Your questions

Atomic?

Could you please enlighten me as to the meaning of atomic and non atomic when refering to critical sections altering data?

A non-atomic operation is one which is composed of several smaller steps. For example, copying an array of characters is a non-atomic operation; it is composed of the many smaller steps of copying individual characters. Each of these operations is non-atomic: it involves reading a character from one array and writing it to the other. On most machines, reading or writing a single character would be an atomic operation.

If an operation is non-atomic, the data which it is manipulating may be in an inconsistant state until all the smaller steps have been completed. (For example, in copying an array, half way through the operation, only half of the array has been copied.)

If an operation is 'atomic', there is no such thing as 'half way finished'. Either an atomic operation hasn't started, or it is completely finished.

If two threads are performing atomic operations on some kind of data structure---like both writing to a boolean variable---there is no danger of a race condition, because one thread cannot get 'half way' through writing the data, before the other thread starts to write.

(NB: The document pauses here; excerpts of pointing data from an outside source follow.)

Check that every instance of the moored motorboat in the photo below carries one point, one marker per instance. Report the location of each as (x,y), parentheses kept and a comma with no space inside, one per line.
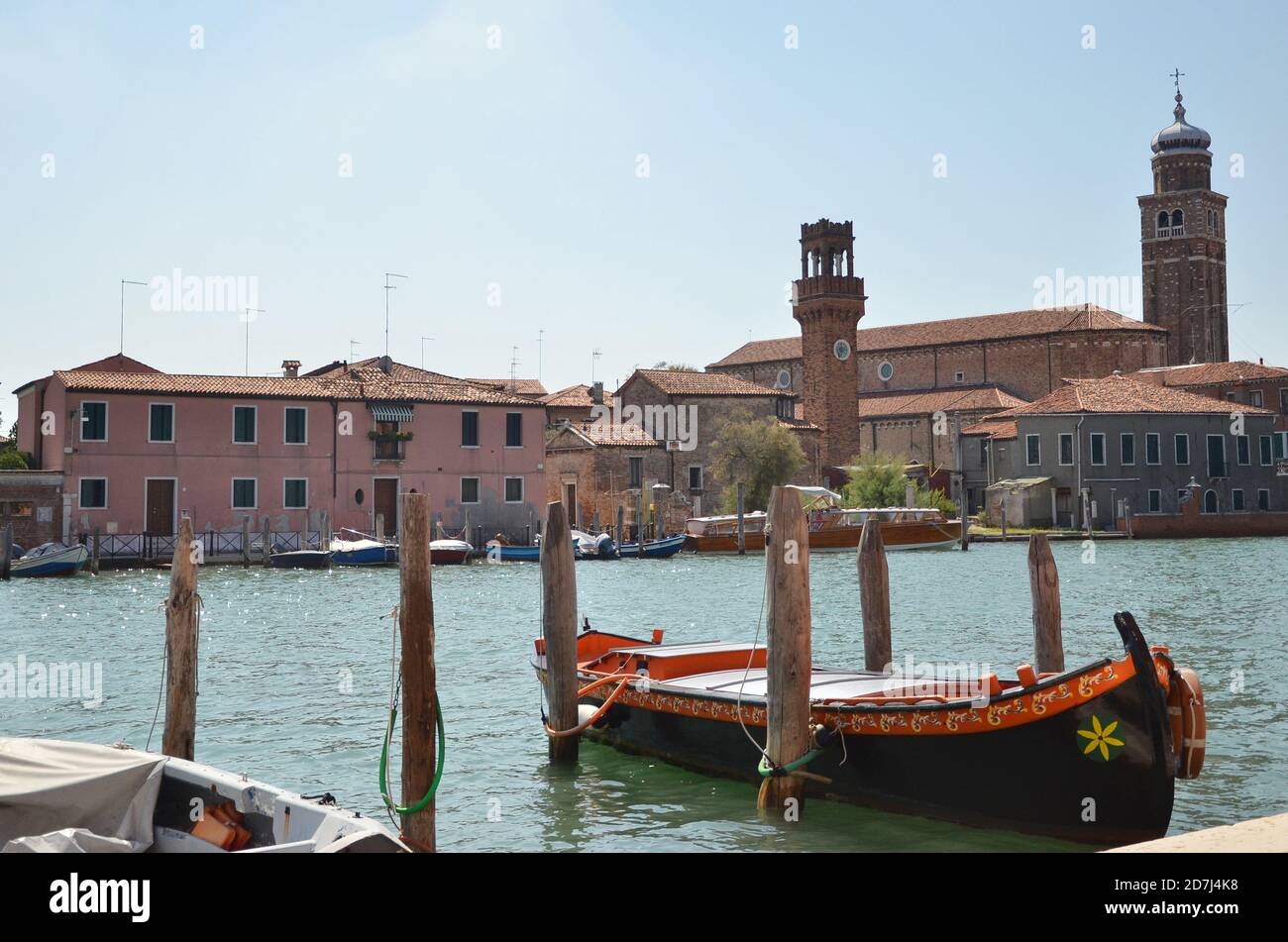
(597,546)
(51,559)
(76,796)
(449,552)
(300,559)
(364,552)
(1089,754)
(655,549)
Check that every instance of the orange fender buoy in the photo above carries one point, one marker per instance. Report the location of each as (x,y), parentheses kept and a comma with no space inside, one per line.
(1189,722)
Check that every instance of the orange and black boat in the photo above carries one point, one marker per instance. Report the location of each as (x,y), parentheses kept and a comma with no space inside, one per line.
(1090,754)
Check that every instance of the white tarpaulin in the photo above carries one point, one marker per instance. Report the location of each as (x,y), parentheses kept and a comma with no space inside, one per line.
(56,795)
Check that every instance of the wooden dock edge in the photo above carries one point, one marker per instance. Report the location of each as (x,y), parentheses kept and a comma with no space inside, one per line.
(1256,835)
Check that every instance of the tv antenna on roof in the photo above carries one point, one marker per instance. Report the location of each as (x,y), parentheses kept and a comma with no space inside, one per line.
(387,288)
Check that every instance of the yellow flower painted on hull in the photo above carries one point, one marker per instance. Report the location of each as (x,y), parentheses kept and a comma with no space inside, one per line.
(1098,740)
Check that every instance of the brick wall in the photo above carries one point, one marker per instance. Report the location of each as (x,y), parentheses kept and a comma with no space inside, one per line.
(33,502)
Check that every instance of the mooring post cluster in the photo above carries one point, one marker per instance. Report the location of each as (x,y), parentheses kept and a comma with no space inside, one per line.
(559,631)
(419,680)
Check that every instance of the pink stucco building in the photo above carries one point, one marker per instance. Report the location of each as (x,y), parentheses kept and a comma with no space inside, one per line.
(138,448)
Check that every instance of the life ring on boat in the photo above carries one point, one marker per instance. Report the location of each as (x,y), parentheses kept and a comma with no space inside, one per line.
(1189,722)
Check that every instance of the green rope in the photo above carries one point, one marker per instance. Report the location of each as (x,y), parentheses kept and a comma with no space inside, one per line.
(438,766)
(768,771)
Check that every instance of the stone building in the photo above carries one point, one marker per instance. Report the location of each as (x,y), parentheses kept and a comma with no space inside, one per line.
(595,468)
(697,404)
(836,365)
(1103,448)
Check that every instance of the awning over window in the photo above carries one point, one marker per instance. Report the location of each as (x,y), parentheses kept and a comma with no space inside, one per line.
(389,412)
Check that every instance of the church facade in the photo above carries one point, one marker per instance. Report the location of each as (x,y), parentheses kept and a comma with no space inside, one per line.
(910,389)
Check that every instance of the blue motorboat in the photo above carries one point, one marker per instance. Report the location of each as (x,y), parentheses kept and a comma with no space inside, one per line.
(513,554)
(51,559)
(364,552)
(653,549)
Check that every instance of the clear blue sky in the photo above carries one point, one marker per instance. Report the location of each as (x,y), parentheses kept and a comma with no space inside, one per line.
(516,167)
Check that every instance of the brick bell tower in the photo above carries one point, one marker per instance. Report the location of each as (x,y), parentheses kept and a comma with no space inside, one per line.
(827,301)
(1183,245)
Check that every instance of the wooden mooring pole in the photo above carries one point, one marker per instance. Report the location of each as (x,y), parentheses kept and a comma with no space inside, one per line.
(180,644)
(742,532)
(787,735)
(875,596)
(5,551)
(559,631)
(1044,587)
(416,623)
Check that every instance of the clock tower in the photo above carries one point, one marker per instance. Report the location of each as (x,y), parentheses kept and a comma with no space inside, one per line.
(827,301)
(1183,245)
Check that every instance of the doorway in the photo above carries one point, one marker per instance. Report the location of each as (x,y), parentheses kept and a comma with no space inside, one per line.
(159,506)
(385,502)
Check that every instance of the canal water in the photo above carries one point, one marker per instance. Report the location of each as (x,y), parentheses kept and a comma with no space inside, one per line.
(295,667)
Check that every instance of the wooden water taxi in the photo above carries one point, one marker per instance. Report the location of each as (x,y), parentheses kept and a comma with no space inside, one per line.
(1089,754)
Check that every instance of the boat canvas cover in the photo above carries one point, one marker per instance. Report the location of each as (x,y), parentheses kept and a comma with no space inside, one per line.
(76,796)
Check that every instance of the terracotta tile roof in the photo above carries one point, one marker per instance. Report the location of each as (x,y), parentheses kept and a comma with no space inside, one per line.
(691,383)
(523,387)
(995,429)
(1020,323)
(571,396)
(606,435)
(925,401)
(377,387)
(1210,373)
(370,370)
(1119,394)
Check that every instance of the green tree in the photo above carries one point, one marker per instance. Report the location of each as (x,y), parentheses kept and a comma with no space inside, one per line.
(877,480)
(756,453)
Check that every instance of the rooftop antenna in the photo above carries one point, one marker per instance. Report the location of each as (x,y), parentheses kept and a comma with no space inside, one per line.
(387,288)
(124,282)
(250,315)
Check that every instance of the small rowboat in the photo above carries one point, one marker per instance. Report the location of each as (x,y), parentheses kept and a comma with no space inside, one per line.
(76,796)
(655,549)
(51,559)
(449,552)
(1090,754)
(300,559)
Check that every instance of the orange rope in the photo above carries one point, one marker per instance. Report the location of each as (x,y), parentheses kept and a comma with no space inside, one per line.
(581,727)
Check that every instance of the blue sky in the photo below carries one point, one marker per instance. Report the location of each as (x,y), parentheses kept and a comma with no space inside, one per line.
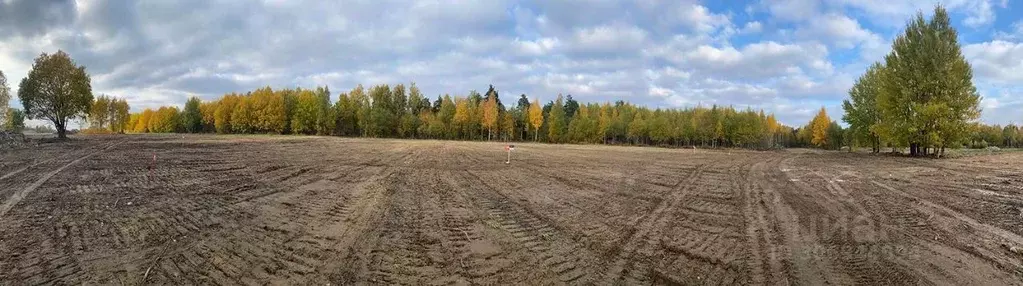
(790,57)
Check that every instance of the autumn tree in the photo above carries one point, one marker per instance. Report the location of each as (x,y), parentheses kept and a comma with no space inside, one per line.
(142,126)
(490,115)
(462,115)
(192,116)
(818,128)
(56,89)
(556,123)
(535,118)
(243,117)
(225,110)
(446,115)
(306,112)
(14,121)
(118,112)
(4,99)
(209,111)
(861,107)
(928,97)
(99,112)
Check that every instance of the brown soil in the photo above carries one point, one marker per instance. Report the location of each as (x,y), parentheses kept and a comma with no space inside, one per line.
(308,210)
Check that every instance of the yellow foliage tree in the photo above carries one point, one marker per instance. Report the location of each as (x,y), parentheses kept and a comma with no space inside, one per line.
(818,129)
(461,112)
(490,115)
(535,117)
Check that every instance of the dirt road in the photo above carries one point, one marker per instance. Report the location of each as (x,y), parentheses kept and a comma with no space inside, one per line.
(213,209)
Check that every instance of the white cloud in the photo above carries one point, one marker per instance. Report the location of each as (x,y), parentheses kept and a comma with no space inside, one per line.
(757,61)
(752,28)
(840,31)
(996,61)
(702,19)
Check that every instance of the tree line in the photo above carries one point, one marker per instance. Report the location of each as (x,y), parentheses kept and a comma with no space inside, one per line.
(402,111)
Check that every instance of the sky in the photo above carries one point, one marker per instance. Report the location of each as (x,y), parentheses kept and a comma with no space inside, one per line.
(790,57)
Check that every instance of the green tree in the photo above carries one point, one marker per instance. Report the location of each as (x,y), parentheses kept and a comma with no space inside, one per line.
(99,112)
(818,129)
(4,99)
(929,99)
(56,89)
(306,112)
(535,118)
(861,107)
(224,113)
(192,117)
(242,116)
(15,121)
(490,115)
(557,120)
(119,115)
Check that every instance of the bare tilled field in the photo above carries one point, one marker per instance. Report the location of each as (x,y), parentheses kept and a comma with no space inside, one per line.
(252,209)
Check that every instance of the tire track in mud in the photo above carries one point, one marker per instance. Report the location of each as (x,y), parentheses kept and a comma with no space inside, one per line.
(17,196)
(624,269)
(766,254)
(563,257)
(707,239)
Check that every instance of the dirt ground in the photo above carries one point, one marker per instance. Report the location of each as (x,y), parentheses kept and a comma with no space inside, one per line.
(264,209)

When several threads are performing non-atomic operations on some kind of shared data structure, however, there is no guarantee that only one thread gets access to the data at a time: several threads may each be performing some non-atomic (multi-step) operation on the data, and the result may be corrupt data.

(Classic example is one process transferring money from account A to account B, while another process transfers money from account B to account A: if a transfer is not an atomic transaction, a race condition may result in both accounts losing or gaining money.)